Long-term survival rates of patients with acute myelogenous leukemia treated with intensive chemotherapy are 15-20%, despite efforts to develop new treatment strategies. Murine M195 (131I-M195), an anti-CD33, immunoglobulin (Ig) G2a monoclonal antibody has reactivity restricted to early myeloid cells and myeloid leukemic blasts but not hematopoietic progenitors. Previous trials in patients with relapsed or refractory myeloid leukemia showed that 131I-M195 rapidly targeted to the bone marrow and internalized into target cells. This article describes a therapeutic dose escalation study in which 24 patients received from 50 mCi/m2 to 210 mCi/m2 of 131I-M195 in divided doses. Cytoreduction of peripheral cell counts and bone marrow blasts occurred without nonhematopoietic toxicity. Doses of 131I-M195 greater than 135 mCi/m2 were associated with marrow cytoreduction sufficient to necessitate bone marrow transplant. However, 37% of the patients developed human anti-mouse antibody, preventing retreatment. To decrease immunogenicity and improve effector function, chimeric IgG1 and IgG3, and complementarity-determining region-grafted, humanized IgG1 and IgG3 versions of mouse M195 were developed by genetic engineering techniques. The new versions maintained specificity and biologic function, and they were superior to the mouse M195 in their ability to perform antibody-dependent cellular cytotoxicity against leukemia cells. Humanized M195, but not chimeric M195, showed a 4-8.6 times higher avidity than its mouse counterpart. Because effector function of IgG depends to a large extent on Fc clustering, a homodimeric HuG1 also was developed. Homodimeric HuG1 showed an ability to cause additional dramatic improvements in effector functions, as well as an ability to internalize and retain radioisotope in target leukemia cells. Monomeric and dimeric forms of humanized M195 may be advantageous in the therapy of acute myelogenous leukemia.

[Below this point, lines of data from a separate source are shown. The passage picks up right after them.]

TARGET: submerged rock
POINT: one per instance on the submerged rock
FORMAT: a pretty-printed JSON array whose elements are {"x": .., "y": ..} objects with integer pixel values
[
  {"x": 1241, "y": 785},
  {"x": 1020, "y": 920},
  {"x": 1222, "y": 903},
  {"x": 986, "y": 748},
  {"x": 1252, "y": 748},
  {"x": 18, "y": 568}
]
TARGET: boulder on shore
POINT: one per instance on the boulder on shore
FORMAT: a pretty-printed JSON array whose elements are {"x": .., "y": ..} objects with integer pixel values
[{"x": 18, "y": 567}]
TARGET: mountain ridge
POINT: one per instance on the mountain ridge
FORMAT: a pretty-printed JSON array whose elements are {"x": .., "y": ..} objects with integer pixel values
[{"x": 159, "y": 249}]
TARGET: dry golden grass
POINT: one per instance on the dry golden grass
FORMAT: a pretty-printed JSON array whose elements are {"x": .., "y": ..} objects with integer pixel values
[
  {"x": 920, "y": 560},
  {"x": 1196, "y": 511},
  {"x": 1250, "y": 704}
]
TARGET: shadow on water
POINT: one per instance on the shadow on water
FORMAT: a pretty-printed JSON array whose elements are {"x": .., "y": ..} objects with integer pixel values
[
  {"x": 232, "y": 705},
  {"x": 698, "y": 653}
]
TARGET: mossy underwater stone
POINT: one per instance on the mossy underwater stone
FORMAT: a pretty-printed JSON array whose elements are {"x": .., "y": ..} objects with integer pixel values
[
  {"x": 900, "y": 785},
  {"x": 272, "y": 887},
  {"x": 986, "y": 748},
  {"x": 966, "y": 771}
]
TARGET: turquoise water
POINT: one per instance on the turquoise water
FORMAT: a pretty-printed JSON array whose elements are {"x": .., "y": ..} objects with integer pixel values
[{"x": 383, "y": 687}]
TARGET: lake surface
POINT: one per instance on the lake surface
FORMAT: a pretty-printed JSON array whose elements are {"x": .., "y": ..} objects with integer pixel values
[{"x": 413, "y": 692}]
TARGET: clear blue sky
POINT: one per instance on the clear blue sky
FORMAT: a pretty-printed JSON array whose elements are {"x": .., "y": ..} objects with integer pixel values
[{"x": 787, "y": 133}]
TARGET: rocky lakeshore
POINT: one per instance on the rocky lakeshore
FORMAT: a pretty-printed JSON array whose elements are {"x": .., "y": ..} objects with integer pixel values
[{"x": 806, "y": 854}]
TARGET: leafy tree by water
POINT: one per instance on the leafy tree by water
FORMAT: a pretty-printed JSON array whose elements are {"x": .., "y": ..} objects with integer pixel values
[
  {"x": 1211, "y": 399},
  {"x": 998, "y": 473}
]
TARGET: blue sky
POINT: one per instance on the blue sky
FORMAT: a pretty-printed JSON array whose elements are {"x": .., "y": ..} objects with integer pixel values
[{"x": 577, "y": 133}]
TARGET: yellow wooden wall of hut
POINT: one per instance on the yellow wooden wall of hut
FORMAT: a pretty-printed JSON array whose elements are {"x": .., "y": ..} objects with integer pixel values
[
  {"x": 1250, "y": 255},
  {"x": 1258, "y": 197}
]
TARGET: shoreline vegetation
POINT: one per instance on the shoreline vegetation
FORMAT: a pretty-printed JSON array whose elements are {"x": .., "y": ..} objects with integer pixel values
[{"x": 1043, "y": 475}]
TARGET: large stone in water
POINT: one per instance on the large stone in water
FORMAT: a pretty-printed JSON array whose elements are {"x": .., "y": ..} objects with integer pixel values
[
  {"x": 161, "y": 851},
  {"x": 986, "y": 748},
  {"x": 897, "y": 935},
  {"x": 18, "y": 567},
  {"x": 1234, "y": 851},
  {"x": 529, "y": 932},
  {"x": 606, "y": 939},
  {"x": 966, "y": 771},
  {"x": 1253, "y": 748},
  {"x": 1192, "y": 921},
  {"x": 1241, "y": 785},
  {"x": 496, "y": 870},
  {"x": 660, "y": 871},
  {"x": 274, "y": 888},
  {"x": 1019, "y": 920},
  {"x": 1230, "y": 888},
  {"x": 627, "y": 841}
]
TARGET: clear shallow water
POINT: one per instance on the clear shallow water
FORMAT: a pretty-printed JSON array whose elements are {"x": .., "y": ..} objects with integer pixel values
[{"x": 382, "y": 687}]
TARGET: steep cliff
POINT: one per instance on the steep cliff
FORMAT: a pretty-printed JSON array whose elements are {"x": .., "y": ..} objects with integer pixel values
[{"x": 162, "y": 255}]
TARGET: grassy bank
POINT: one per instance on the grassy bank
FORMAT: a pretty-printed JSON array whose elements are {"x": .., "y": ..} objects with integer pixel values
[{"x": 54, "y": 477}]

尽管一直在努力开发新的治疗策略,但接受强化化疗的急性髓性白血病患者的长期生存率仅为15%至20%。鼠源M195(131I-M195)是一种抗CD33免疫球蛋白(Ig)G2a单克隆抗体,其反应性仅限于早期髓样细胞和髓性白血病母细胞,而不作用于造血祖细胞。先前针对复发或难治性髓性白血病患者的试验表明,131I-M195能迅速靶向骨髓并内化进入靶细胞。本文描述了一项治疗剂量递增研究,24例患者接受了分剂量的131I-M195,剂量范围为50 mCi/m2至210 mCi/m2。外周血细胞计数和骨髓母细胞减少,且未出现非造血毒性。131I-M195剂量大于135 mCi/m2时,骨髓细胞减少足以需要进行骨髓移植。然而,37%的患者产生了人抗鼠抗体,无法再次治疗。为了降低免疫原性并改善效应功能,通过基因工程技术开发了嵌合IgG1和IgG3以及互补决定区移植的人源化IgG1和IgG3版本的鼠源M195。新版本保持了特异性和生物学功能,并且在对白血病细胞进行抗体依赖性细胞毒性作用方面优于鼠源M195。人源化M195而非嵌合M195的亲和力比其鼠源对应物高4至8.6倍。由于IgG的效应功能在很大程度上取决于Fc聚集,因此还开发了一种同二聚体HuG1。同二聚体HuG1显示出能够进一步显著改善效应功能,以及在靶白血病细胞中内化和保留放射性同位素的能力。人源化M195的单体和二聚体形式在急性髓性白血病的治疗中可能具有优势。